The time after the Civil War is called Reconstruction. Federal troops took over the South to protect the rights of freed enslaved persons. From Reconstruction until 1901, things got better. Black voters and their supporters sent 22 African Americans to the U.S. Congress. Some had successful businesses and farms. But the government gave them no financial help. Without that, most couldn’t make a good living. Here are freed slaves studying at a Freedman’s School in Charleston, South Carolina. ▼

◀ By 1877, U.S. government troops had left the South. After that, former slave owners ruled free African Americans. Southern states passed what became known as Jim Crow laws. These laws supported segregation. They took away African Americans’ right to vote. The name “Jim Crow” probably came from a song-and-dance routine done by a white singer in black face paint. It made fun of African Americans.
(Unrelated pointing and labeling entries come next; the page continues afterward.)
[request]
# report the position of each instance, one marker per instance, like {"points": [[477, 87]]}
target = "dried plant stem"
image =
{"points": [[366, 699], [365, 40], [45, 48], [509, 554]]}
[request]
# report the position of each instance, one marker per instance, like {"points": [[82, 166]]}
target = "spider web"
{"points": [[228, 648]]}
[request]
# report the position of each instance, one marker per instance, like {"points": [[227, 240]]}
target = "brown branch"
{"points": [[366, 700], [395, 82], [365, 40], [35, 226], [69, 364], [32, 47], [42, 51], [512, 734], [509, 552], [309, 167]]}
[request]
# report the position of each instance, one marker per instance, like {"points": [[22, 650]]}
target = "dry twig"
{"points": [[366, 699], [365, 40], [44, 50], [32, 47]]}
After the Civil War, mobs of white supremacists attacked African Americans. Some lied about African Americans committing crimes and lynched, or killed, them. Racial terrorist groups still exist. One is the Ku Klux Klan. The Klan was behind killings and bombings during the civil rights era. ▶


▲ Two famous African American leaders had very different ideas about segregation. Booker T. Washington (1856–1915), above left, was born into slavery. He started Tuskegee University in Alabama. He thought African Americans should go along with segregation. They should make the best of their place in society. W.E.B. DuBois (1868–1963), above right, was born in the North. He thought African Americans should demand equality in all parts of life. He was one of the people who formed the National Association for the Advancement of Colored People. That was in 1909. The NAACP was one of the first civil rights organizations.
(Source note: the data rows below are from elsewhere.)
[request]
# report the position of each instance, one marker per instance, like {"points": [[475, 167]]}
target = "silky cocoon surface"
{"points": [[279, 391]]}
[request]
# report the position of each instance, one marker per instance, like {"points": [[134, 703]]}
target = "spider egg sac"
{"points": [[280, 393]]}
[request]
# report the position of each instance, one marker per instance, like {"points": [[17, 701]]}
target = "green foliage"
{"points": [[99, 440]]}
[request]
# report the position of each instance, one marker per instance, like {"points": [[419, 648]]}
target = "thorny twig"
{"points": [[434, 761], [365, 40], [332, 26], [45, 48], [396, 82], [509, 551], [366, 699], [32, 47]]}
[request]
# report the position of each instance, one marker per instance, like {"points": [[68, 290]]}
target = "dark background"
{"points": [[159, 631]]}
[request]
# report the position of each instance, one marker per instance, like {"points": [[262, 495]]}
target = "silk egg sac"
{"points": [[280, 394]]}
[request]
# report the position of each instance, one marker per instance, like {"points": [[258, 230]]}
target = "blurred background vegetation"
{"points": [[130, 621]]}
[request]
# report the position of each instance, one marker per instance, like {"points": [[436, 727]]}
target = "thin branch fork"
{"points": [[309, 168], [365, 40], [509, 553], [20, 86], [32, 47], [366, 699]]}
▲ Over the years, many African Americans went North to find work. Most ended up in crowded city neighborhoods. They had low-paying jobs and no way to get ahead. Segregation wasn’t the law in the North, but it was common. Whites who bought homes were sometimes made to promise they would not resell their homes to blacks. Segregated housing meant that churches, schools, and other places were also separate. Sometimes African Americans were not allowed to have certain jobs. They also weren’t let into restaurants and other public places.